There's also the figure dash "‒" (U+2012), essentally a hyphen-minus that's the same width as numbers and used aesthetically for typsetting, afaik. And don't overlook two-em-dashes "⸺" and three-em-dashes "⸻" and horizontal bars "―", the latter used like quotation marks!

"There's also the figure dash…"

Re last paragraph: dashes, etc. are confusing for perhaps most of us who aren't, say, typesetters, myself included. I use EM dashes a lot usually without a space between words and sometimes with spaces when I think the typography calls for it—or for extra emphasis.

Essentially, most of us guess the rules and often this doesn't matter much but it can in certain circumstances.

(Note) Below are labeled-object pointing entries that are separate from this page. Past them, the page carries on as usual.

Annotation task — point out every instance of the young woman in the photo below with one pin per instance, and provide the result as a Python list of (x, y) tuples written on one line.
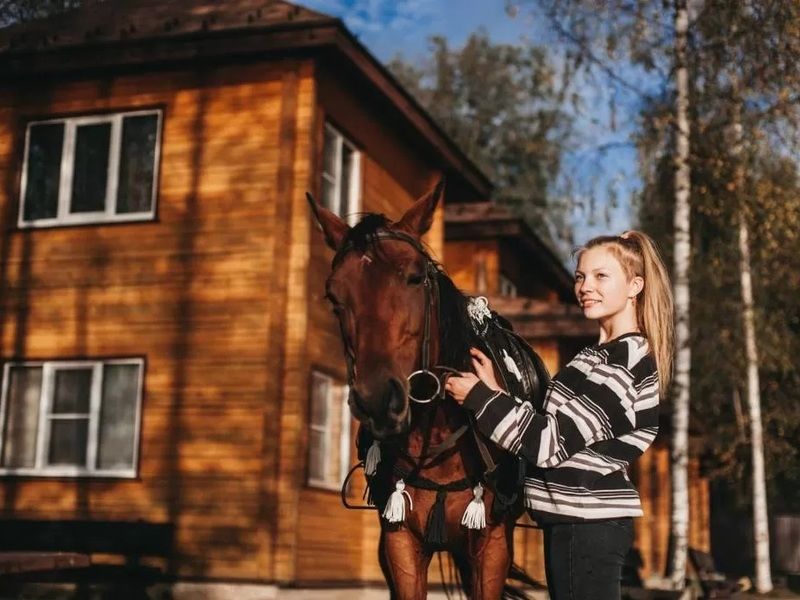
[(600, 413)]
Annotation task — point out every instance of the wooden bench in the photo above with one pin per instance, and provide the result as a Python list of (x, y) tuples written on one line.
[(43, 550), (713, 583)]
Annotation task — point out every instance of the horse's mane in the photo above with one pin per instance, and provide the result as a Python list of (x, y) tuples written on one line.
[(455, 330)]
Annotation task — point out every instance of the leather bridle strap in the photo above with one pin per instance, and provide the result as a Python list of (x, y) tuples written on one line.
[(431, 294)]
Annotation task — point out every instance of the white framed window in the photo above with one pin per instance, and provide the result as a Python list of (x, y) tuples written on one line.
[(341, 175), (507, 287), (71, 418), (91, 169), (329, 432)]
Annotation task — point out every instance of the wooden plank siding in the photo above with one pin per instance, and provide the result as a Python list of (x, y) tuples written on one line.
[(196, 293)]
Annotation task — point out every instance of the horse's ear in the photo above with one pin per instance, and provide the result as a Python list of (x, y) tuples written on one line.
[(419, 217), (333, 227)]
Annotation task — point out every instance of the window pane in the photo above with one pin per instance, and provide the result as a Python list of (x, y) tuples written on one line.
[(90, 172), (137, 164), (316, 456), (348, 160), (22, 417), (44, 171), (68, 442), (320, 386), (329, 194), (118, 416), (329, 153), (335, 427), (72, 391)]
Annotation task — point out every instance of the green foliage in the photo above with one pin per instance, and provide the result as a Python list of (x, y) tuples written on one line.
[(772, 194), (501, 106)]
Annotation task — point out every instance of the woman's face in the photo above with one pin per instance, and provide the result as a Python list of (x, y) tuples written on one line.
[(601, 287)]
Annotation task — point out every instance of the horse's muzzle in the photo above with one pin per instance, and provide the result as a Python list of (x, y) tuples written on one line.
[(384, 411)]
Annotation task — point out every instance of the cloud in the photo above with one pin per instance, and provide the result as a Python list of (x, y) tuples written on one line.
[(369, 17)]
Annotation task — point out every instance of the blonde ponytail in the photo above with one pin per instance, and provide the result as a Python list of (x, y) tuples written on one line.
[(638, 254)]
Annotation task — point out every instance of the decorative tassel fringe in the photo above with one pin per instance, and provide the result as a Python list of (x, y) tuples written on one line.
[(395, 511), (436, 531), (372, 460), (475, 515), (367, 495)]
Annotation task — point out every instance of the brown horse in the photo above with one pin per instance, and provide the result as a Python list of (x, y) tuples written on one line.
[(400, 314)]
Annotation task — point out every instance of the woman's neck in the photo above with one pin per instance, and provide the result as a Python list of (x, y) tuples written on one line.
[(616, 326)]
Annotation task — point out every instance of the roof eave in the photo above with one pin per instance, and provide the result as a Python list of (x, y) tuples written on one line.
[(309, 36)]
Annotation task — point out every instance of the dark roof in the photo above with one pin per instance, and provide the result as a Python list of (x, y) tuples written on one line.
[(139, 34), (487, 220), (122, 20)]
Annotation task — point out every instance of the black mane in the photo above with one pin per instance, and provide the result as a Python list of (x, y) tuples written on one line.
[(456, 334)]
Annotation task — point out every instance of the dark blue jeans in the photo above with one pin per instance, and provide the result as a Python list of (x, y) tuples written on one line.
[(583, 561)]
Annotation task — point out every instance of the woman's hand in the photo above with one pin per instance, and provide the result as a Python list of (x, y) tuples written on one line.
[(484, 368), (458, 386)]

For example, in say machine conversion/transliteration. The ASCII dash is often used as a substitute for Unicode minus sign because it's easy to select [it's my usual practice], and anyway many don't know there is an actual difference. Whilst a human will usually know the difference by its use or context a machine may take the literal interpretation which could lead to say a numerical calculation error.

This problem has annoyed me for a long while. Why is it that wordprocessors and editors do not highlight these characters and query whether the usage is correct? Surely this ought not to be that difficult.

Another example is Roman numerals. The average person will enter say an uppercase 'I' for the Roman numeral one. Here's a typical example which is incorrect:

WWII

Here I entered the normal ASCII 'I' because it was too involved to find the correct Unicode character for Roman numeral one.

I'd like to know what others who are in typography, machine learning etc. think about this, and why WP programs and editors don't have simple ergonomics that allow for easy selection of the correct character.

† On a related matter, you'll note I've used single quotes whereas mmooss uses double quotes. This tell me that mmooss is likely in the US whereas I'm not. Again, this is not really a major problem for humans but it can be in transliteration, etc. Also, it's unclear (at least to me) what the default is for quoting quotes, i.e.: "" versus "' (right, I've refrained from using triple quotes).

Again, this seems country specific with I believe the US favoring double followed by single. Even when these rules are defined do people strictly adhere to them?